Take LeakyReLU as an example, its data format selection function is in ppl.nn/src/ppl/nn/engines/arm/optimizer/ops/onnx/leaky_relu_op.cc:

RetCode LeakyReLUOp::SelectFormat(const InputOutputInfo& info,
                                  std::vector<ppl::common::dataformat_t>* selected_input_formats,
                                  std::vector<ppl::common::dataformat_t>* selected_output_formats) {
    selected_input_formats->at(0) = selected_output_formats->at(0) = // select the same data format as operator's input data format
        info.GetInput<TensorImpl>(0)->GetShape()->GetDataFormat();
    return RC_SUCCESS;
}

selected_input_formats is the needed input data format, selected_output_formats is the output data format.

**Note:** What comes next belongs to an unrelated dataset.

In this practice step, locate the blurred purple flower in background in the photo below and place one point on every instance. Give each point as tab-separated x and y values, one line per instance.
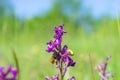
4	75
102	69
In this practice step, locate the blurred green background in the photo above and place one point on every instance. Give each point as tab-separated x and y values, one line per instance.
28	34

If your custom operator only implements the NDARRAY version (input and output only support NDARRAY format), the SelectFormat function can be omitted, and the default function of the base class will be used. NDARRAY will be selected.

2.4. Add Data Type Selection Function

Data type selection function SelectData selects the operator's needed input data type and output data type according to the operator's parameters, input data type, data format, shape, kernel support and other information. It is similar to SelectFormat. When operator's input data type are different with operator's needed input data type, the framework will automatically insert a reorder operator to convert different data type.

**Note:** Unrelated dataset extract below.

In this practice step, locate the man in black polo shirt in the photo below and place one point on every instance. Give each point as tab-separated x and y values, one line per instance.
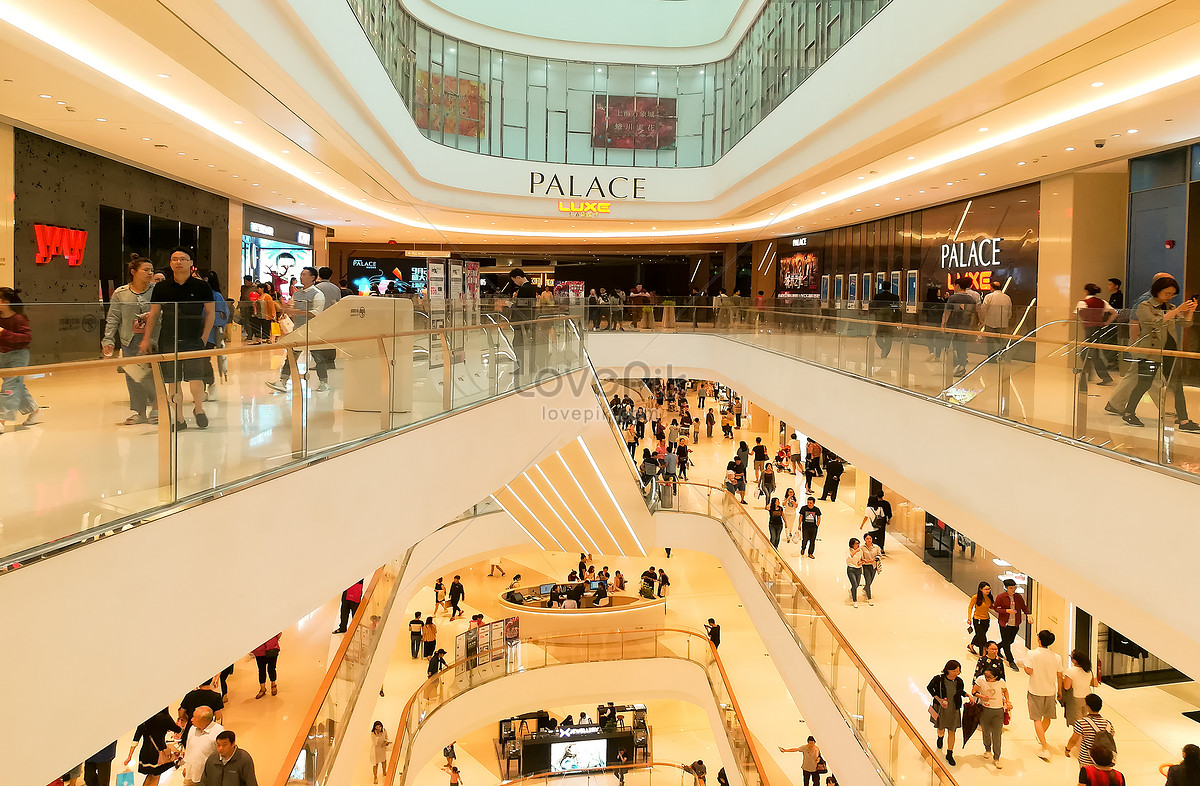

Take LeakyReLU as an example, its data type selection function is in ppl.nn/src/ppl/nn/engines/arm/optimizer/ops/onnx/leaky_relu_op.cc:

RetCode LeakyReLUOp::SelectDataType(const InputOutputInfo& info,
                                    std::vector<ppl::common::datatype_t>* selected_input_types,
                                    std::vector<ppl::common::datatype_t>* selected_output_types,
                                    const ppl::common::datatype_t preferred_fp_datatype) { // preferred floating point data type, only fp16 & fp32 are supported now
    GenericSelectDataType(info, selected_input_types, selected_output_types, preferred_fp_datatype); // generic data type selection function, defined in ppl.nn/src/ppl/nn/engines/arm/optimizer/opt_kernel.h
    return RC_SUCCESS;
}

2.5. Add CreateKernelImpl

The CreateKernelImpl function is used to create kernel interface. There are two functions can be used:

  • CreateKernelImplWithoutParam: Used for operators without parameters
  • CreateKernelImplWithParam: Used for operators with parameters. The pointer of the parameter structure is needed

LeakyReLU uses CreateKernelImplWithParam located in ppl.nn/src/ppl/nn/engines/arm/optimizer/ops/onnx/leaky_relu_op.cc:

KernelImpl* LeakyReLUOp::CreateKernelImpl() const {
    return CreateKernelImplWithParam<LeakyReLUKernel>(param_.get());    // The pointer of the parameter is needed
}

2.6. Register Operator Context Class

The operator context class is registerred using the macro REGISTER_OPT_KERNEL_CREATOR to OptKernelCreatorManager() located in ppl.nn/src/ppl/nn/engines/arm/optimizer/opt_kernel_creator_manager.cc.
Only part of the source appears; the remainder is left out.